History
The borough consisted of most of the town of Callington in the East of Cornwall. Callington was the last of the Cornish boroughs to be enfranchised, returning its first members in 1585; like most of the Cornish boroughs enfranchised or re-enfranchised during the Tudor period, it was a rotten borough from the start, and was never substantial enough to have a mayor and corporation.
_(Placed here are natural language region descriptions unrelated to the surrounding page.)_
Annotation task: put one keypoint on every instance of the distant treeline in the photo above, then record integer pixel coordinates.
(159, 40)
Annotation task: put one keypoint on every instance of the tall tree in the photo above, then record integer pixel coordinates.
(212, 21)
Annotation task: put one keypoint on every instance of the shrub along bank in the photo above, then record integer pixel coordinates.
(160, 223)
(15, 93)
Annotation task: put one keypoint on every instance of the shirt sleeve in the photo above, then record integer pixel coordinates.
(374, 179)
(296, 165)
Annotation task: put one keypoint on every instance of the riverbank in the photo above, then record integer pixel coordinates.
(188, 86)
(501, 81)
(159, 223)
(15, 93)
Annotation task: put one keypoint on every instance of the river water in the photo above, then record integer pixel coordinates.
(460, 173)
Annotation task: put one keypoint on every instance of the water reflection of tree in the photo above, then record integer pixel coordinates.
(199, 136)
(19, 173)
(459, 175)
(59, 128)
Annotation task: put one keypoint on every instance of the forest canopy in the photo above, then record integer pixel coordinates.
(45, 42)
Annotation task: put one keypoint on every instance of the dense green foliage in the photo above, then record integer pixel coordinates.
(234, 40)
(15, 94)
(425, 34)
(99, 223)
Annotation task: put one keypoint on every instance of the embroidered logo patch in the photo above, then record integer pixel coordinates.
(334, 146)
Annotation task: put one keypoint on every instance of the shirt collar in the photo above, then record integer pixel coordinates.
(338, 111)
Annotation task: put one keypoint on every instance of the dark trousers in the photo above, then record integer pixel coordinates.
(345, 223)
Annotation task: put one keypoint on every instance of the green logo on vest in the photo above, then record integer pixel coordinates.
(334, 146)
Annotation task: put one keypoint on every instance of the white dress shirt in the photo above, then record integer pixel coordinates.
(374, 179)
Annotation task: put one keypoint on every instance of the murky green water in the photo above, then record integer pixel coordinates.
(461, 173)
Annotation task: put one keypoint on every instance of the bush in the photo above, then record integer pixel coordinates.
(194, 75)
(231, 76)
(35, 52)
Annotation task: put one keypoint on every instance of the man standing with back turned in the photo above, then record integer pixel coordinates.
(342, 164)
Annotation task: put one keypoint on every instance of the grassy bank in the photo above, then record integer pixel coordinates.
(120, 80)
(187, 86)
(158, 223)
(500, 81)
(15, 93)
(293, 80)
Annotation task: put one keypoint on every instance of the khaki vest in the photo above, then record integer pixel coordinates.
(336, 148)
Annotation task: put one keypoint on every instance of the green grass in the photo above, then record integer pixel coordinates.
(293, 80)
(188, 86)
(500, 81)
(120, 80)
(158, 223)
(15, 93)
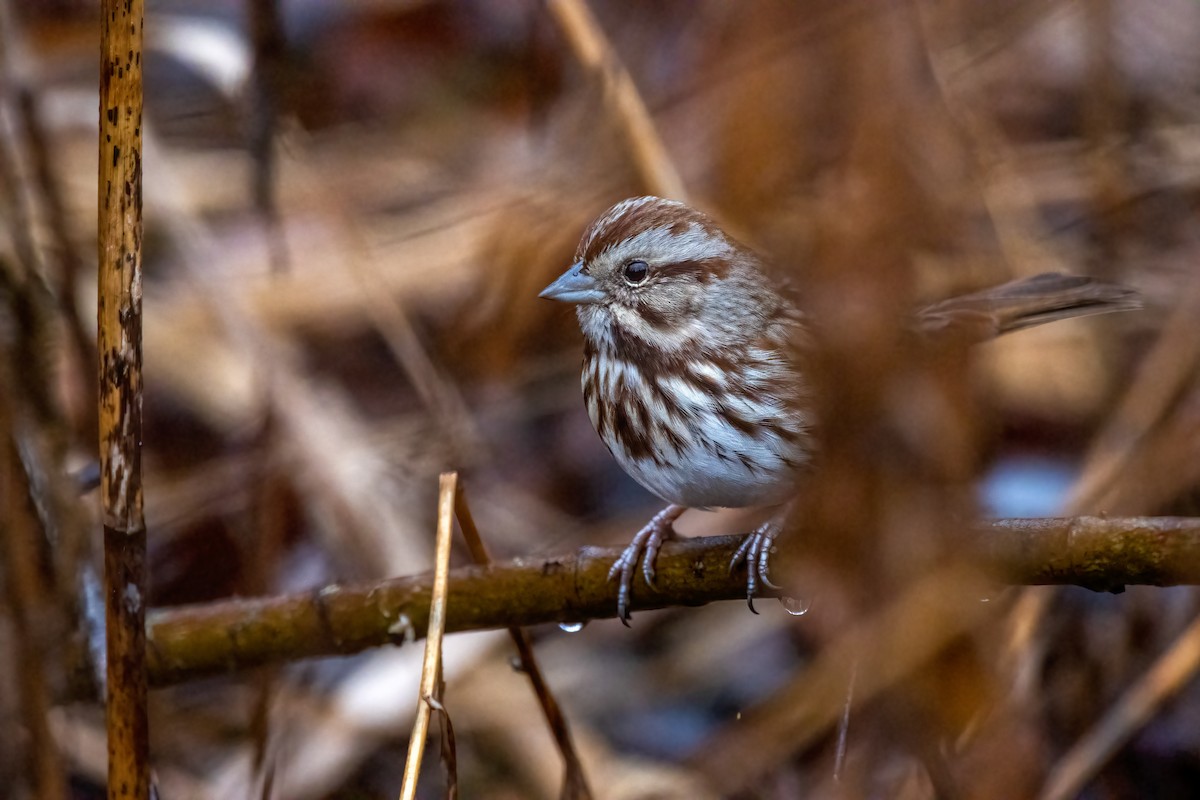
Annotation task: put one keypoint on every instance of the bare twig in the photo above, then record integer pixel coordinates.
(119, 314)
(190, 642)
(437, 619)
(1173, 671)
(594, 52)
(575, 782)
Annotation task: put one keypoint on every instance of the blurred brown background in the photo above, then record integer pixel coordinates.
(349, 211)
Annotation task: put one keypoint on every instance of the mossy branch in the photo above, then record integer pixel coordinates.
(191, 642)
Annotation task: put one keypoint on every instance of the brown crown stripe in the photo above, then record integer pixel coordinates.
(609, 229)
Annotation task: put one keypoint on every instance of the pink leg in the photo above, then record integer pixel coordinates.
(643, 548)
(755, 552)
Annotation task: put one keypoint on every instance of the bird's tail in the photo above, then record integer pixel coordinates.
(1024, 304)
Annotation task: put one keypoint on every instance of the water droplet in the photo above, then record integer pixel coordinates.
(795, 606)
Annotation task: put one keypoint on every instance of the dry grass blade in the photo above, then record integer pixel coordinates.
(1163, 377)
(1169, 674)
(592, 48)
(575, 782)
(880, 653)
(25, 596)
(431, 669)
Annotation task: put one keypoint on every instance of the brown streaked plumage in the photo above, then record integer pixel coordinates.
(690, 364)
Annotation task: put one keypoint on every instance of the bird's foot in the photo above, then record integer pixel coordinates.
(645, 549)
(755, 553)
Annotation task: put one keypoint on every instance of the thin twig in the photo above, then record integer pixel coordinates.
(447, 487)
(575, 782)
(595, 53)
(1173, 671)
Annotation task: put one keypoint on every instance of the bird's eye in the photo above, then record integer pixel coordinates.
(636, 272)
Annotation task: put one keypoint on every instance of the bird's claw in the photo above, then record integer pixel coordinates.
(755, 552)
(645, 547)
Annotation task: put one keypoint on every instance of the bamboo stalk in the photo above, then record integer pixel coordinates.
(119, 343)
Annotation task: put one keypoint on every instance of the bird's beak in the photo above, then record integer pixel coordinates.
(574, 286)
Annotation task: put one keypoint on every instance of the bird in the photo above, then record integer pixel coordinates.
(691, 372)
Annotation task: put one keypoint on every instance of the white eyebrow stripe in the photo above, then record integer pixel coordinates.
(659, 244)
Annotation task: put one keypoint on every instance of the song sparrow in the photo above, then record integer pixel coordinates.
(690, 374)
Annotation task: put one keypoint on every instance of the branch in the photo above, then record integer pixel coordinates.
(119, 346)
(192, 642)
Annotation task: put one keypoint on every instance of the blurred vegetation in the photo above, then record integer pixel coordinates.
(349, 211)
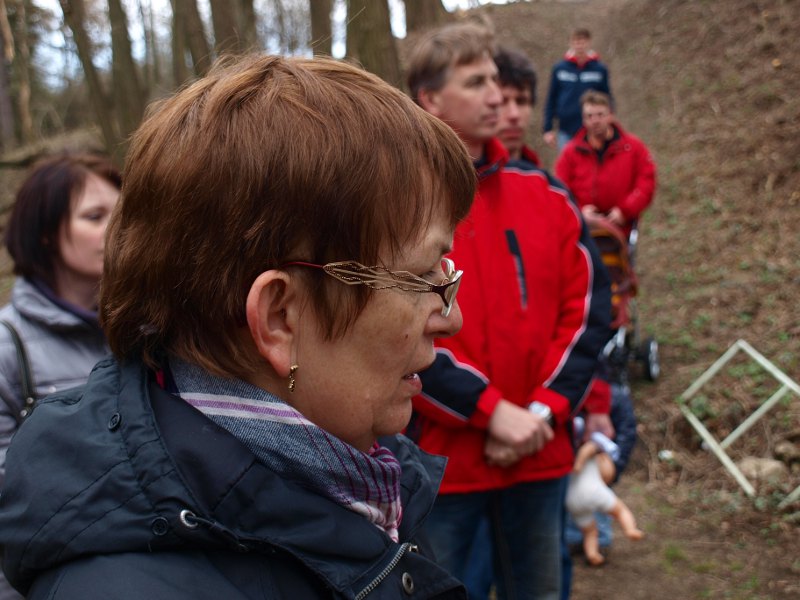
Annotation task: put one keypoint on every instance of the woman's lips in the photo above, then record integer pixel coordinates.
(413, 380)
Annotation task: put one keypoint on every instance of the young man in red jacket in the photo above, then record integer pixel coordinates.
(609, 171)
(500, 395)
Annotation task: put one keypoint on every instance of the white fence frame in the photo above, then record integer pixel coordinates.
(718, 448)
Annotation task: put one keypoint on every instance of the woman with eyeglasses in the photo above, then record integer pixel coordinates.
(276, 274)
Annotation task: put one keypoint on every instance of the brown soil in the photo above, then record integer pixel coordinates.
(709, 87)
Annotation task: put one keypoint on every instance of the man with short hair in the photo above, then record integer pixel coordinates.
(517, 79)
(580, 70)
(498, 399)
(609, 171)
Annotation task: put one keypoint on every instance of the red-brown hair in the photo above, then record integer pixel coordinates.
(263, 161)
(444, 48)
The right to vote in Callington was disputed until a decision of the House of Commons in 1821 settled it as resting with "freeholders of the borough and ... life-tenants of freeholders, resident for 40 days before the election and rated to the poor at 40 shillings or more". This considerably enlarged the electorate, for there had been only 42 voters in the borough in 1816, but the Parliamentary return of 1831 reported that 225 were qualified. In the 18th century the power of the "patron" to influence the voters in Callington was considered absolute; the patronage originally rested with the Rolle family, then passed to the Dowager Lady Orford, mother of The Earl of Orford. By 1816 it had passed to Lord Clinton, but was no longer as secure as it had been, so that the Coryton family was sufficiently influential to challenge his power on occasion.
In 1831, the borough had a population of 1,082, and 225 houses; the part of the town outside the borough boundaries contained only a further eight houses, leaving no scope to enlarge it. It was disfranchised by the Great Reform Act in 1832.